第36話 燃える想いを力に変えて 〜友美〜

 私は燃え盛る想いと共に、鎧武者に飛びかかる。


「遅いな」


 目に見えた挑発。


「うるせぇ」


 握り締めた拳を振りかざし、


「なあ!」


 胸部に向けて、振りぬく。


 ヤツの左手が私の拳を受け止める。鎧と装甲が直接ぶつかり合い、重々しい衝突音が響く。


 殴った腕に伝わるは攻撃の反動。燃え盛る私の腕と対称的に、深海のようにどこまでも深く冷たい鎧の温度。

 そして鎧に小さいながらも亀裂が入った感触。


「なっ!」


 伝わるわよ、お前の焦りが。言葉から、そして拳から。


「どう? 躱すまでもない、非力な、攻撃の味は」


 鎧武者は何も言わず、空いてる右手で殴りかかってくる。私も左手でヤツと同じように受け止めてやる。


 ガツン、と手のひらに衝撃がのしかかる。


 組み合う私と鎧武者。鎧武者は私を組み伏せようと力を加えてくる。


 なんとか耐え、拮抗してる。しかし身長差で上から圧倒される。手首が、肘が、膝がギリギリと音を立て軋み、痛む。

 鎧武者から伝わってくる感情が焦りから、余裕へと変わってくるのがわかる。仮面の下でほくそ笑んでいるのも伝わってくる。


 腹が立つ。ムカつく、ムカつく、ムカつく! 優勢になった瞬間、上から見下してきやがる。その態度の変化が――


 ムカつくんだよ!!!


「ぐらぁあああ!!」


 イラついた感情をそのまま乗せ、仮面めがけて頭突く。鎧武者は小さく呻き声を上げ、組んだ手を解く。


 痛った! 打開策として頭を使ったのはいいけど、こっちの頭もカチ割れそう。だけどこの取っ組み合いは外れた。


 さあ、こっからよ! 覚悟しやがれ。


 自由になった両手で、仮面と胴に続けざまに一撃かます。

 ヤツの仮面は軋み、胴は歪む。


 しかし鎧や仮面が砕けそうな手ごたえはない。両手に残るのは強固で頑丈な鎧の手ごたえと、心の芯まで冷えそうな冷たさだけ。

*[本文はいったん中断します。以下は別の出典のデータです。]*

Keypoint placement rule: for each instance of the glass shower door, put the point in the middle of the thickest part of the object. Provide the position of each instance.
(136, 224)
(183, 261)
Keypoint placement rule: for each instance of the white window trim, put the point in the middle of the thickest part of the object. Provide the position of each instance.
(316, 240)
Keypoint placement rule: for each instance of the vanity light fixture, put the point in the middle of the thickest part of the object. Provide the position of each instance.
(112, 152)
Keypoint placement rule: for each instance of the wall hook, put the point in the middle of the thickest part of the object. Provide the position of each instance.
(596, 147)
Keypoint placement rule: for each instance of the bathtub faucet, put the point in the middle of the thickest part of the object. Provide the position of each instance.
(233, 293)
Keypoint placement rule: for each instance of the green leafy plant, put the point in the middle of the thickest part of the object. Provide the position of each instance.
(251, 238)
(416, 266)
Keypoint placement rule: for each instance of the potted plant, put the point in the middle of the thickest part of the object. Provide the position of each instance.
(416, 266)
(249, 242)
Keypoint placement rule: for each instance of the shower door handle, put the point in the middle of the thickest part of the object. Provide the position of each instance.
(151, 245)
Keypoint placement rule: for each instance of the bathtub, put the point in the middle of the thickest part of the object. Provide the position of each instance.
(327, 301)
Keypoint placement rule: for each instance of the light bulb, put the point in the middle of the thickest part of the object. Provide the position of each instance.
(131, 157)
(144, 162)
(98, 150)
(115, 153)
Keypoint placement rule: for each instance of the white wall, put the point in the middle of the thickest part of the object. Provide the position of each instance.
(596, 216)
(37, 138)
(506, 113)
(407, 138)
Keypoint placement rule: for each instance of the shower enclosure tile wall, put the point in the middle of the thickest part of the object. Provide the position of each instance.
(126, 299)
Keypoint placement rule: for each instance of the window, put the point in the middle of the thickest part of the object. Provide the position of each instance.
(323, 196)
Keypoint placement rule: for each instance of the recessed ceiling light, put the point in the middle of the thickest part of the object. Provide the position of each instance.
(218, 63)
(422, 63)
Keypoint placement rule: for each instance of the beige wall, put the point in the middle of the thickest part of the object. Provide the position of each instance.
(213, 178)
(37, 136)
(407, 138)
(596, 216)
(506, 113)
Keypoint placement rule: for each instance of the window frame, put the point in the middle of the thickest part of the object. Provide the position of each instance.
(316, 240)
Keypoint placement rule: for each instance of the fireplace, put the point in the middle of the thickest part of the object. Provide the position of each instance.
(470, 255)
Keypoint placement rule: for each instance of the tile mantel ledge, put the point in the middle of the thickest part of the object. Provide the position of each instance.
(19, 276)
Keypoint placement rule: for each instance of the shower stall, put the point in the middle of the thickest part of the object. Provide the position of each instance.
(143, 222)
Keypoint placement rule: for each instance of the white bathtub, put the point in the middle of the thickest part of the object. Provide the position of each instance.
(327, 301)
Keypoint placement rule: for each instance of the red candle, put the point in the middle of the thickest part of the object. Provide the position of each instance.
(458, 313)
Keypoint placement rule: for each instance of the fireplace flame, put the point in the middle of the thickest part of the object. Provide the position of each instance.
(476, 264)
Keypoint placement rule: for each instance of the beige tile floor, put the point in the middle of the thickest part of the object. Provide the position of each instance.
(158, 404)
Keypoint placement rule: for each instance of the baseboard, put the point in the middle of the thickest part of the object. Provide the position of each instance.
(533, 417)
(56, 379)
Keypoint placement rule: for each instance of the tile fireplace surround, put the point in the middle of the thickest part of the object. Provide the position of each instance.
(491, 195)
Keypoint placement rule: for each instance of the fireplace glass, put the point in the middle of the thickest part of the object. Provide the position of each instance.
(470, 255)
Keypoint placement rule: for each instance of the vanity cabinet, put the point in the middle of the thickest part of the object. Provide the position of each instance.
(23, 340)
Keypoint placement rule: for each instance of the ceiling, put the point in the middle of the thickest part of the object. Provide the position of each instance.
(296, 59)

 さっきの宣言通りコイツは私の攻撃を全て受け、鎧は堅牢な城壁の如く主君を守る。


 だからそれをよしとして、私はひたすらに殴る。

 仮面を、胸部を、腹を、人間の枢要部を連続して殴り続ける。


 涓滴岩を穿つ。その精神をもってすれば、この鎧だって砕けるはず。いや砕いてみせる!


「砕けろ!!」


 全身全霊の力を込め、仮面めがけてハイキック。鎧武者もとっさに防御し、左の籠手でキックを受け止める。


 そのとき、ついに城壁の一部を破る。


「何っ?!」


 籠手には小さいが視認できるほどの亀裂が走る。くっついていた不気味な装飾は耳障りな音を立てて砕け散り、空中で黒い炎となり、空に消えた。


「もう一回!!」


 飛び上がり、足を頭の上まで振り上げ力を込める。右足に宿した燃え盛る炎と共に、亀裂の入った左籠手めがけ振り下ろす。


「バーニングヒールドロップ!!」

「甘い!」


 そう言い、鎧武者は身を躱す。


「なっ?!」


 行き場をなくした右足は地面に振り下ろされ、持て余した力の全てをそこにぶつける。舗装用のタイルは薄氷のように軽々と割れ、その下のコンクリートにも小規模なクレーターができあがる。


 避けやがった?!


「汚いわね!」

「何がだ?」

「約束を守らない男は嫌われるわよ」

「約束? あんな戯言信じていたのか、おめでたいやつ。それにお前のような尻軽のクソビッチに嫌われたところで、何も構わん」


 秒で頭に血が上る。


 なんでどこの馬の骨かも分からないヤツに、そんなこと言われなきゃならないわけ?


「んだと?」


 メラメラと燃える衝動に身を任せ、拳を握り締める。


「もういっぺん、言ってみろぉぉおおお!」


 ヤツに向かって飛びかかり、殴り構える。


「なっ!」


 瞬間、足首に締め上げられているかような激痛。同時に移動方向のベクトルが下向きに変わる。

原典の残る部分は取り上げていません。